I have known for a long time that SVG images are vector based, hence the name “Scalable Vector Graphics”. But it only occurred to me today that SVG is an XML-based image format, which means they can be opened and modified as a regular text file.
For the MishMash application, we used PDF versions of the figures (which worked well when writing in LaTeX). However, as I am now working on the first web page for MishMash, I discovered that we have SVG versions of the figures. Unfortunately, the files provided by the designers had a lot of white space (or, to be precise, transparency) around the main part of the figure.

Trimming SVGs
I decided to ask Copilot for a small terminal program that could trim the SVG files (like pdfcrop for PDFs) but it instead suggested:
Open the SVG in a text editor and adjust the
viewBoxattribute in the<svg>tag to the desired crop area:<svg viewBox="x y width height" ...>Change x, y, width, and height to crop.

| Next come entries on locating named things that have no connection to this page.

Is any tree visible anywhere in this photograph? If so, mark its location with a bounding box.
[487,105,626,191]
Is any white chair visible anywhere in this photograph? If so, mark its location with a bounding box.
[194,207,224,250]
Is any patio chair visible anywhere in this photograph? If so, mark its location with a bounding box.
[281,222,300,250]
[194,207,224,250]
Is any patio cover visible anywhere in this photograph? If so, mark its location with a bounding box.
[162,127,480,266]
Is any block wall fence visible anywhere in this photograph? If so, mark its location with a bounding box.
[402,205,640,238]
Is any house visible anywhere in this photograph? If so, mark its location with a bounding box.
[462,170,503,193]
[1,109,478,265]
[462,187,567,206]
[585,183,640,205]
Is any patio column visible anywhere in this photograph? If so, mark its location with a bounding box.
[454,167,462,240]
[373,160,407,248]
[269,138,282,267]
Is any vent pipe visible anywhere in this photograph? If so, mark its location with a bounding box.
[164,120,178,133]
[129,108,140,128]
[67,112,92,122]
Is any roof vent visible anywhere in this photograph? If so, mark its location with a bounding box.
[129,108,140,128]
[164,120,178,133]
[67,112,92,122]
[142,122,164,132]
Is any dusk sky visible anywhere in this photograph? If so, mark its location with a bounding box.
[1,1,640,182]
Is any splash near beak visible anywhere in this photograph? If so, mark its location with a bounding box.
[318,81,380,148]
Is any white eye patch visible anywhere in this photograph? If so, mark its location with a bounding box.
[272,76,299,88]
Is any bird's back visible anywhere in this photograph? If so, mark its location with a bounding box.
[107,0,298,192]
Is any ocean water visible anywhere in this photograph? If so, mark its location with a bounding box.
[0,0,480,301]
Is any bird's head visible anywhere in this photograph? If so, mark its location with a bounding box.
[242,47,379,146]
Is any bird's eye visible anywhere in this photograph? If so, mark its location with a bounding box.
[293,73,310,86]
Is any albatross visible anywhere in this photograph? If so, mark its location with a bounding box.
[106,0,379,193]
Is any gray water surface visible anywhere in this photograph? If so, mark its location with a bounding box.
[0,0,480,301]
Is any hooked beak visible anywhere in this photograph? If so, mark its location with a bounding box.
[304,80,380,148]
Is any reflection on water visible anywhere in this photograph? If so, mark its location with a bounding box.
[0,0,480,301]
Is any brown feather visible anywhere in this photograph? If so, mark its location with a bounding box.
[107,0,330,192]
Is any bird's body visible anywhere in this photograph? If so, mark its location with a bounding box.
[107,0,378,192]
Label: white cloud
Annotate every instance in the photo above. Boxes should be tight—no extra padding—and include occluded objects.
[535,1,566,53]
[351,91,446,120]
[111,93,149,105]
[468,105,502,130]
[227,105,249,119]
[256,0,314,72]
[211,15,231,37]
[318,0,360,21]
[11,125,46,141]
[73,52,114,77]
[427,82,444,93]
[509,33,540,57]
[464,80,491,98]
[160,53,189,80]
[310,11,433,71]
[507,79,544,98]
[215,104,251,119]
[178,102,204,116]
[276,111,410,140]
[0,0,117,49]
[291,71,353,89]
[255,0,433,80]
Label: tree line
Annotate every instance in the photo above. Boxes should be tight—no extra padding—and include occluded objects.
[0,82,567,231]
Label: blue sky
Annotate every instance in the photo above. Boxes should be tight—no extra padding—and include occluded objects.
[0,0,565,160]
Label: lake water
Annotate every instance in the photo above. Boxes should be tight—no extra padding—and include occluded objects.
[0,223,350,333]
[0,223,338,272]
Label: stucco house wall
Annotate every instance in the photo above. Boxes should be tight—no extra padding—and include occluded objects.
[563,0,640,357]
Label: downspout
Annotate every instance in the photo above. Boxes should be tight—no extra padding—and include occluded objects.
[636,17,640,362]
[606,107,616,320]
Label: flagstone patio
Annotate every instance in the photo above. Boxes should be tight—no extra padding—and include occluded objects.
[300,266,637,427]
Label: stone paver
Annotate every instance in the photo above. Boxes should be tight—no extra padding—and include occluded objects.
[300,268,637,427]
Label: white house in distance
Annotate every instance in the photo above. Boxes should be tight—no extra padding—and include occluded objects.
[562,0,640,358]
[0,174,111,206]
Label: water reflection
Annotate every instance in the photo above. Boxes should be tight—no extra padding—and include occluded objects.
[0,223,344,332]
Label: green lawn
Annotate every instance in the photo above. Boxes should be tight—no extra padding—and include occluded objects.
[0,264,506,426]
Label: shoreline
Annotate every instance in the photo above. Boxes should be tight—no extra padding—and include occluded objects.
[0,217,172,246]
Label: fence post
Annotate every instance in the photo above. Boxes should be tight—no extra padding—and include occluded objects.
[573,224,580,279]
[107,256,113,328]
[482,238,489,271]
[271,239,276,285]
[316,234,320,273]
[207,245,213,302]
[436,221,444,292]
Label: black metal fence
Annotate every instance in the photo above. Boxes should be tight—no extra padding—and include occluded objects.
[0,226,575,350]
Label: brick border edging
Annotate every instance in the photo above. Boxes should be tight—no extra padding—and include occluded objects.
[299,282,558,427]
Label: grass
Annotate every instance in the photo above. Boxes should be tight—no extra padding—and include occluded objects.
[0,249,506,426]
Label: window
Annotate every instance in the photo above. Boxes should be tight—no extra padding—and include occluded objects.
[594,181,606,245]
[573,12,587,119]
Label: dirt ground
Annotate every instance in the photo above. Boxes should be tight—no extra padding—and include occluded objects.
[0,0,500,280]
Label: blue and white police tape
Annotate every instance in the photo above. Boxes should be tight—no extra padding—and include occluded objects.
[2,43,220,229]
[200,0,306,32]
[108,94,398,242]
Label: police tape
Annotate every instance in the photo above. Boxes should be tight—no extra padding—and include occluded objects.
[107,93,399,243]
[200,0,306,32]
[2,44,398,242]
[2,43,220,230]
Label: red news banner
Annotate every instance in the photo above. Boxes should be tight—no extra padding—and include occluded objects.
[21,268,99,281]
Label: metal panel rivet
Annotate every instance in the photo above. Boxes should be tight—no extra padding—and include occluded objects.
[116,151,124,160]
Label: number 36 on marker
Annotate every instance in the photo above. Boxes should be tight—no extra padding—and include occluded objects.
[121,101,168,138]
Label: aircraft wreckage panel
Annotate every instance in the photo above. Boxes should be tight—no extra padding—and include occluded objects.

That is super clever, and lo and behold, it worked well. I opened my SVG file in Sublime Text (still my favourite text editor), and the second line read:
<svg xmlns="http://www.w3.org/2000/svg" version="1.1" viewBox="0 0 595.276 841.89">
I had to manually tweak the numbers, save the file, and check how the image adjusted accordingly. After around ten trials, I finally got there:
<svg xmlns="http://www.w3.org/2000/svg" version="1.1" viewBox="50 210 480 370">
The result is a nicely trimmed SVG file that I now can use on various web pages. The huge benefit of this approach versus exporting a cropped jpeg file is that it is much smaller in file size, crisper in the font rendering, and it keeps transparency. The last is cool for pages where you can turn on “night mode”, although for this particular image, you will then loose the “science” and “art” text.
Making new SVGs
Through this process, I have also learned how you can make simple SVGs from scratch like this:
<svg width="100" height="100" xmlns="http://www.w3.org/2000/svg">
<circle cx="50" cy="50" r="40" fill="skyblue" stroke="black" stroke-width="2"/>
</svg>
It may not be the most efficient way of making illustrations manually, but it can be much more efficient when asking LLMs to help. Happy SVGing!